En un artículo de opinión publicado en 'El País' el pasado día 12, Juan Claudio de Ramón, además de reconocer que “el odio antiespañol existe y deberíamos empezar a llamarlo por su nombre”, escribía: “Es como si la xenofobia antiespañola existiese en un ángulo ciego o fuera una hipótesis incómoda, porque invierte el tradicional relato sobre quién es agresor y quién agredido en España, quién el tolerante y quién el intolerante”.

El tradicional discurso de buena parte de la izquierda y de los nacionalismos convierte en sospechoso de intolerancia, o de algo peor, a cualquiera que hable bien de España o de su historia. Las dos citas utilizadas al principio de este artículo son directamente sospechosas de albergar recónditos impulsos autoritarios y, sin embargo, son legítimas opiniones de renombrados historiadores. Porque la conclusión es que los intolerantes son ellos. Podemos preguntar a cualquier ciudadano que se siente español y reside en Cataluña.

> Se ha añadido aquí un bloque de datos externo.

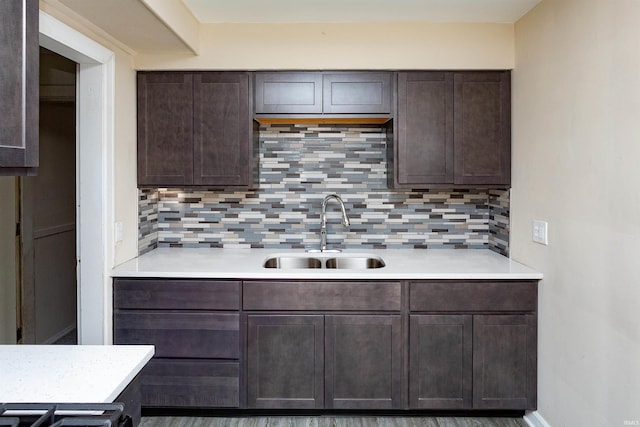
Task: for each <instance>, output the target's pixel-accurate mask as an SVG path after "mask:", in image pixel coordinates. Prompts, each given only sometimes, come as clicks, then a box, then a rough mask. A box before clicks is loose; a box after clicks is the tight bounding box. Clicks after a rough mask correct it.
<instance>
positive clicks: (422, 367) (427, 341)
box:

La Historia debe estudiarse para entenderla y extraer conclusiones, no para usarla políticamente. Tampoco hay que envolverse en la bandera, solo hay que respetarla. Pero mantengamos con rigor que, como dice la Constitución, solo hay una nación, España, construida a lo largo de siglos. Parafraseando a Payne, contamos con una cultura, una tenacidad y una resistencia que nos hará superar, como hicimos con el terrorismo de ETA, el presente desafío independentista catalán.

María Elvira Roca Barea, historiadora cuyo libro 'Imperiofobia y Leyenda Negra' es de recomendada lectura, terminaba el pasado 11 de marzo una “tercera” de 'ABC' sobre el viaje de Magallanes y Elcano con la recomendación de “…celebrar con alegría y sin complejos los hechos del pasado que hicieron de España una nación sin la que es imposible entender la historia del mundo”.